Keeping in mind the end goal of animation, what would any of you suggest as inexpensive baby-steps programs in that direction? You may also send me packing with another suggestion of a more appropriate tribe for this question, but I'm not in those tribes because animation and digital illustration don't have that much interest to me personally right now.

Thanks.
posted by:
  • I started my daughter at around that age with PaintShopPro, version 5 I think it was. It came with an animator tool for creating animated GIF files.

    They got bought out by Corel between version 9 and 10 and I stuck with 10 until I simply had to have the CMYK information photoshop provides that they didn't have. So far almost everything I've done in photoshop I could do in PSP10.

    I believe version 7 or 8 was the last version that came with the animator program, and you might be able to find someone with one of these older versions for sale. The animator by itself doesn't edit pictures, well very minimally, you pretty much need to create each cell in something else and then animate them.

    Someone told me about a public domain flash maker, but I'd have to search to find it.

    I'd also recommend your friend join Deviantart.com and look for the animators there, quite a few that age. But there's also a lot of nude or violent art on there too, so using the provided filters is probably a good idea. browse.deviantart.com/flash/animations/
    however, there is certainly a lot of traditional drawing work put up there. Though I don't understand this fixation with anime.

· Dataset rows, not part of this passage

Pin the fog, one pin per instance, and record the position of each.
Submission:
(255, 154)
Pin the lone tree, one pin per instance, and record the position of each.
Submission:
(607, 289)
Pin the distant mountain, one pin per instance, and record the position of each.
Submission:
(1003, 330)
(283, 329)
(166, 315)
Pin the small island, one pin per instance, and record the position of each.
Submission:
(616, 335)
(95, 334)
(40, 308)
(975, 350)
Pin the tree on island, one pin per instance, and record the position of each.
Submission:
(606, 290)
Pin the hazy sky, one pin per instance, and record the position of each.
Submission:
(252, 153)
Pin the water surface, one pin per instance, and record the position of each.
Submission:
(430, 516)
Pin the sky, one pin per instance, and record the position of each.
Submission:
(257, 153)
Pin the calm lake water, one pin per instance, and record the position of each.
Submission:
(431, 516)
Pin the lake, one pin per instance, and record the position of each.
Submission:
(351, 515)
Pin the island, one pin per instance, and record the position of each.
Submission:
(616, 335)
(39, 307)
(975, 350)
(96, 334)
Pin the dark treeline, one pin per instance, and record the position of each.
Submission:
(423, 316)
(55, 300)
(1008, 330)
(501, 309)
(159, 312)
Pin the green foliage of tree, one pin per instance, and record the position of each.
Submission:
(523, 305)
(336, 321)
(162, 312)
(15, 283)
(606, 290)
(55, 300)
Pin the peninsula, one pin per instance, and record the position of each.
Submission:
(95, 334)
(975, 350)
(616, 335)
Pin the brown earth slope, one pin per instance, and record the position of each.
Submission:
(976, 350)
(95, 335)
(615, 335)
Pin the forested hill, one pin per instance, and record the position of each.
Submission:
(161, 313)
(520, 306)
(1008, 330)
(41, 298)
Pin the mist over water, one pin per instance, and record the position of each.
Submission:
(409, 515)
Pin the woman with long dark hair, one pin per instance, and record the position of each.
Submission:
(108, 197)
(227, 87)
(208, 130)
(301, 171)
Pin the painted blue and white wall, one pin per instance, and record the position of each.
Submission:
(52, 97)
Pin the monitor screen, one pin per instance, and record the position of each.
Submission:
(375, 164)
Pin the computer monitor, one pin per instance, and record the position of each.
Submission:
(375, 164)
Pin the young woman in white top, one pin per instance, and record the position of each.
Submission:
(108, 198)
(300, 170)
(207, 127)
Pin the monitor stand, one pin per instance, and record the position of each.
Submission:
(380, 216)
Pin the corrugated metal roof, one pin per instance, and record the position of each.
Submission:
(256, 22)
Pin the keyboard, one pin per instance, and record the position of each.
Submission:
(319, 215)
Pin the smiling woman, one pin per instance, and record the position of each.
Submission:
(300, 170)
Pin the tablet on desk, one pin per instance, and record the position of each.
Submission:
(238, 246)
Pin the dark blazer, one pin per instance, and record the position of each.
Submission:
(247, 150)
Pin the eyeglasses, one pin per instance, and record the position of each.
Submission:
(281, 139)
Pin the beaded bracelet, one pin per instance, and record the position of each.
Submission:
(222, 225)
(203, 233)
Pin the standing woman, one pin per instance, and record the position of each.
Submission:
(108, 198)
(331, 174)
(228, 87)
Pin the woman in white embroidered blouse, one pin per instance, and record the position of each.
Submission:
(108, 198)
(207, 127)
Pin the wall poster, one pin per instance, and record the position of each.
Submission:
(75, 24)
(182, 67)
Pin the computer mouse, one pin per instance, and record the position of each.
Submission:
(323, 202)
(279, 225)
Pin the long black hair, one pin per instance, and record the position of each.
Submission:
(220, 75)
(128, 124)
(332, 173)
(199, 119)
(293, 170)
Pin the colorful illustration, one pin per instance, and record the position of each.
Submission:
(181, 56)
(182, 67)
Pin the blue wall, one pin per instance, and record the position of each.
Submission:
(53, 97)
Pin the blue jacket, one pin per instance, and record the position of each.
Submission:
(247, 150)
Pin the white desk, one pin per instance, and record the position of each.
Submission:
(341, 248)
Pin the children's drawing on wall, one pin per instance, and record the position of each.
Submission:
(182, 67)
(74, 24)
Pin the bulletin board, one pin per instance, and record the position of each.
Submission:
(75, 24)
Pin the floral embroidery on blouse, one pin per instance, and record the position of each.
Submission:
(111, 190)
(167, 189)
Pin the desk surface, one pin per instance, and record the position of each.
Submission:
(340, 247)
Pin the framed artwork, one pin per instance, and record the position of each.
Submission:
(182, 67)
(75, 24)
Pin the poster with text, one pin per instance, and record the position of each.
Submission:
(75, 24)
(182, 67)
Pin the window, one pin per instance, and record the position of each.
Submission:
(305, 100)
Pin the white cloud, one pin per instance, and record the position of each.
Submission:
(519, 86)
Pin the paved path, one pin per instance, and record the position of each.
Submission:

  • If she really gets addicted (probably like we all are!), there are companies that sell the adobe educational edition products for much lower prices than we regular people have to pay. You must qualify for the prices with id's or whatever. Even though the lead in page reads 'educational' edition, the software is the whole real deal. One I know of is... www.discount-educational-software.net . You can buy the individual products or any of the suite packages. Of course, these are still more expensive than free programs like gimp, but it's still a great deal.
    • I wanted to thank everyone for the responses. I'm just going to pass these on to the friend of a friend that asked me about this.

      One question: Someone at work told me that Elements was pretty much just something to manipulate photos with and wouldn't quite do for someone generating art beyond using a photo. That's why I sort of skipped it. But I'd like to hear more just for the savvy. I'm a long-time Photoshop user and wouldn't need it.